Physiology of oxygen transport
Although oxygen is the substrate that cells use in the greatest quantity and on which aerobic metabolism and cell integrity depend, the tissues have no storage system for oxygen. They rely on a continuous supply at a rate that precisely matches changing metabolic requirements. If this supply fails, even for a few minutes, tissue hypoxaemia may develop resulting in anaerobic metabolism and production of lactate.
Key steps in oxygen cascade
Uptake in the lungs
Carrying capacity of blood
Global delivery from lungs to tissue
Regional distribution of oxygen delivery
Diffusion from capillary to cell
Cellular use of oxygen
Oxygen transport from environmental air to the mitochondria of individual cells occurs as a series of steps.
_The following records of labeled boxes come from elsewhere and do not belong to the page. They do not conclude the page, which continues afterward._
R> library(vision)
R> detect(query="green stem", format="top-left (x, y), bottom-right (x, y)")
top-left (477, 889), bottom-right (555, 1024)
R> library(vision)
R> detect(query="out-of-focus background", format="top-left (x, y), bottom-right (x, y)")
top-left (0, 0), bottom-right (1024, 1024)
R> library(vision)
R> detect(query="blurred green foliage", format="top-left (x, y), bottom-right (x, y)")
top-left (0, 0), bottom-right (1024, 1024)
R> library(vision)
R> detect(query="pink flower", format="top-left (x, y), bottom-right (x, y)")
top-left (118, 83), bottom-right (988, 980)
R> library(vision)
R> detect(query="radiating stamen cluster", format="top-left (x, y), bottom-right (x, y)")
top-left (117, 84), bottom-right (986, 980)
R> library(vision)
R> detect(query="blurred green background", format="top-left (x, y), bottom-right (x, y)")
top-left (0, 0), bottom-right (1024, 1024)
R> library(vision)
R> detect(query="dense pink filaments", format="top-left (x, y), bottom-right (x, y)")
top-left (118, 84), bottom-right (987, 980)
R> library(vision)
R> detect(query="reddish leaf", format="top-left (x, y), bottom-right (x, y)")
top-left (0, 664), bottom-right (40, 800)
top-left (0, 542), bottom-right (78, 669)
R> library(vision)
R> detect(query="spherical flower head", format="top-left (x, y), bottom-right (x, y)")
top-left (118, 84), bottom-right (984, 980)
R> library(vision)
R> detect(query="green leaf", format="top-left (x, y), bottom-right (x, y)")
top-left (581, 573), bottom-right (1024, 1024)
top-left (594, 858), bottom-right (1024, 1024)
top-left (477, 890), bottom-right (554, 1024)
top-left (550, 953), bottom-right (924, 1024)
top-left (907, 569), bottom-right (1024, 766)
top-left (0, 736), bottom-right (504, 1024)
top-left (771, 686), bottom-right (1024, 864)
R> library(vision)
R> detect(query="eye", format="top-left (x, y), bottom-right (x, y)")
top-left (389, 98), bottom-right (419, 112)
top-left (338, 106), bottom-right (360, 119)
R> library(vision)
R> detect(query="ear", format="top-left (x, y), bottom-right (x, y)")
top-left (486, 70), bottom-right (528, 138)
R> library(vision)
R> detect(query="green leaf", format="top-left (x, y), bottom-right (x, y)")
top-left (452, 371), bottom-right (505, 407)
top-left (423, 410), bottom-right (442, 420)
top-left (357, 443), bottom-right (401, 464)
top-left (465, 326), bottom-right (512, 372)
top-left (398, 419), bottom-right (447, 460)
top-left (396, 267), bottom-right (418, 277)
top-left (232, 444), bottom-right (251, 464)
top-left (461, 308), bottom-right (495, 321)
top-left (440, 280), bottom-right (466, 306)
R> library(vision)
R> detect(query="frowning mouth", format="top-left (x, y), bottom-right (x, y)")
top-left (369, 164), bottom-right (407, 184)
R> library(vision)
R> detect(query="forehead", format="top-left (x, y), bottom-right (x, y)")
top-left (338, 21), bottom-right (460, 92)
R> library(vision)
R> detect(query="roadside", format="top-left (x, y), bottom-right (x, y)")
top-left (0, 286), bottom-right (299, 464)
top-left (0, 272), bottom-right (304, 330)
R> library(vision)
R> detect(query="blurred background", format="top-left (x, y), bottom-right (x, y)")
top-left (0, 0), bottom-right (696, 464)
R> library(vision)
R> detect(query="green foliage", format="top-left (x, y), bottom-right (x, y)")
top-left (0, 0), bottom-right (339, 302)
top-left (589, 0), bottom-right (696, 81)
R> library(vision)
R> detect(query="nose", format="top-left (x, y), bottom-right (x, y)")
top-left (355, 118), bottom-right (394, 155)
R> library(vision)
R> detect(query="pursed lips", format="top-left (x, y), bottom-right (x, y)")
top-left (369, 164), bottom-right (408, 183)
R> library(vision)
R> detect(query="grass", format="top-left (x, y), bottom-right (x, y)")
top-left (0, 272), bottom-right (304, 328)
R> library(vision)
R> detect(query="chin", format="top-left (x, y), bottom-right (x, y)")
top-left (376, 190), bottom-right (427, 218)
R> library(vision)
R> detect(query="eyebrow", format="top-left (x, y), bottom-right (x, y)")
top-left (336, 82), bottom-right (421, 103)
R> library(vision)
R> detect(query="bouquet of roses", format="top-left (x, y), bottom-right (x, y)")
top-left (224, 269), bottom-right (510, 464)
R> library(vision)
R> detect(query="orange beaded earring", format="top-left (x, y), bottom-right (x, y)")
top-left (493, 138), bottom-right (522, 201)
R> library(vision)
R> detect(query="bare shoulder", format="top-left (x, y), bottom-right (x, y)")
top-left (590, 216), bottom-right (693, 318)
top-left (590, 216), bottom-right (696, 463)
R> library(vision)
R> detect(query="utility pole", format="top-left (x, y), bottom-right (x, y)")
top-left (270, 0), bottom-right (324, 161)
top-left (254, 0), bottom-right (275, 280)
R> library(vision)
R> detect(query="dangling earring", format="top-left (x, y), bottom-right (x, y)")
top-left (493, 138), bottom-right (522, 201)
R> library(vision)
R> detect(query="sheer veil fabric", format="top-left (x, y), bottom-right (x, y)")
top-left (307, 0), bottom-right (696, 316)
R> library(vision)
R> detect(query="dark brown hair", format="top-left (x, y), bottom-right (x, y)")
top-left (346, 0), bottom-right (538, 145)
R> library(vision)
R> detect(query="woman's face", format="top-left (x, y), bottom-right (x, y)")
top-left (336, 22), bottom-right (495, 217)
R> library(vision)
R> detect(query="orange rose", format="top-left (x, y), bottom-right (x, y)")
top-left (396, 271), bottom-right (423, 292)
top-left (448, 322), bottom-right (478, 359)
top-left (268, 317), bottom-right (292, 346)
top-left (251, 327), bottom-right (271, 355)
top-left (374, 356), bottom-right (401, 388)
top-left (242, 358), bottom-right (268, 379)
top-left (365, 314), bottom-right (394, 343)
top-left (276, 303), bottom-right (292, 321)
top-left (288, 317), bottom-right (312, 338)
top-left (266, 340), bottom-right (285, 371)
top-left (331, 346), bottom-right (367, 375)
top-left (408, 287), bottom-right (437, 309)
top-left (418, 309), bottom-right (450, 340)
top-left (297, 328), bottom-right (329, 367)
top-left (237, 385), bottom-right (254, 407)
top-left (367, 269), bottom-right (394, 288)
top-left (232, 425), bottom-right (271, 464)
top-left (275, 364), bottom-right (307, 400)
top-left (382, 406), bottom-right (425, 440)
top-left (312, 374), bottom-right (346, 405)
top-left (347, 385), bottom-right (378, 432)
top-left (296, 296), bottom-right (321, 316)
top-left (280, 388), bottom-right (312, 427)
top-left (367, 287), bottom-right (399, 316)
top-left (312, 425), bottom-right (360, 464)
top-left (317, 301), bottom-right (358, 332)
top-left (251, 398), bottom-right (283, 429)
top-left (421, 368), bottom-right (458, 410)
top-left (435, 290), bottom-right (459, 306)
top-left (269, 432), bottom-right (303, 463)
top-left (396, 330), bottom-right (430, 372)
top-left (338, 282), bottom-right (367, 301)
The heart, lungs, and circulation extract oxygen from the atmosphere and generate a flow of oxygenated blood to the tissues to maintain aerobic metabolism. The system must be energy efficient (avoiding unnecessary cardiorespiratory work), match oxygen distribution with metabolic demand, and allow efficient oxygen transport across the extravascular tissue matrix. At the tissue level, cells must extract oxygen from the extracellular environment and use it efficiently in cellular metabolic processes.